Vincenzo Di Oronzo, Mimi e sonnambuli, Empirìa 2007

Vincenzo Di Oronzo, “Mimi e sonnambuli”, Empiria 2007 

Testi poetici 

*

Al bagliore di lampada, uno soffiò un lume

                                                    sui tuoi occhi,

per leggere la cometa di chi muore tra i passanti.
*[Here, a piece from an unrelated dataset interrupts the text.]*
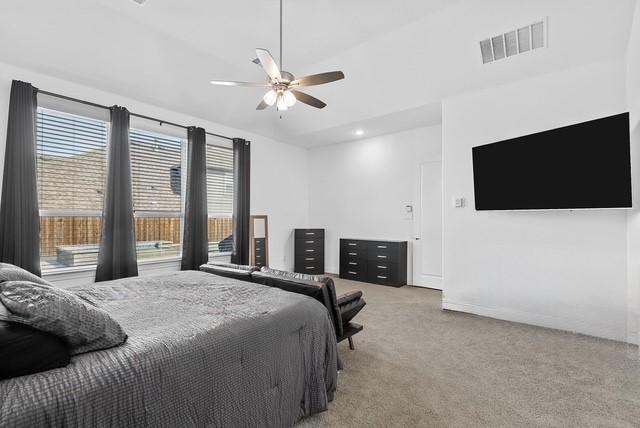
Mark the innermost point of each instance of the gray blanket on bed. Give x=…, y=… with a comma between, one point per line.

L’altro suonò un’armonica a bocca,

che sfiata il pianto dei comici.

Incantava in costumi serali l’abbagliante

indifferenza del passeggio,

l’impossibile gioco dell’io.

9 nasse

            Oscillano lune come abiti dell’anima.

9 tracce,

             cavalieri inesistenti di un viaggio

9 ellissi,

             cembali d’acqua. Ruote di un sogno 

*

Tu sei la vela di pietra che aspetta se stessa, il gesso che imbianca

il compito dell’ombra. Rotola il vaso cantore sulla porta

senza amore, il cembalo afono

                        tra i gesti neri.

                                      Il volto il vuoto

                                      I piedi d’acqua.

Non è altrove la città opposta alla mente,

                                      la faccia che oscura la III luna.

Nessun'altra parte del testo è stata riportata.